I've tried natural and chemical hair loss treatments, all of which only made more hair fall out. I have wigs and I've worn them before, but I can't style them the way I like to style hair. Either way, I feel like less of a woman. Let me tell you, when I was sobbing in my bathroom, Satan used that as a prime opportunity to slip in and remind me about all of my other imperfections and how I'm pretty much going to be alone for the rest of my life because what man could ever want that?

It was a struggle, but I made myself go to Celebrate Recovery last night, and I'm glad I did. It was freeing to share my struggles in such a safe place, to confess how much I was hurting to room full of women who, while probably unable to empathize, could certainly sympathize and offer me support just by listening. I needed that.

This morning, God and I had a talk. Let me tell you a little bit about my relationship with my heavenly Dad. He likes to pick on me. Being who He is, He knows sarcasm is one my love languages, and when we are deep into conversation with one another, he isn't afraid to slip a little snark in. I won't go into my prayer time because it's special and sacred to me, but long story short, I decided to try out the whole wig thing again. But this time it will be different. This time I'm not doing it to hide, to fade into the background and blend in. This time I am doing it with confidence. And a little adventure. I have two brunette wigs, a blonde, and a pink. I'm not going to be afraid to wear any of them, anywhere. Heck, I may even show up to church one day with rainbow colored hair. God doesn't care what color my hair (or my fake hair) is.
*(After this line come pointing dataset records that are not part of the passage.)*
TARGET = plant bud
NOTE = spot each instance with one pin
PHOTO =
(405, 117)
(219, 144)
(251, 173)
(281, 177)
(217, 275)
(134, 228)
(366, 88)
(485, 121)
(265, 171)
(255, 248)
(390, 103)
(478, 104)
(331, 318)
He cares that I'm there. He cares that my heart is His and it longs to seek after Him and worship Him, and that is why I am there.

I'd really wanted to do this in a vlog because I tend to ramble on when I write, but also because I know this is a secret shame of a lot of women. Hair loss is not just for men, y'all. Not to take away from the pain men go through when losing their hair, but it's worse for a woman. Trust me on this. I don't think I've seen a bald or balding man yet that didn't wear it well when he owned it. It's hard to do that as a woman.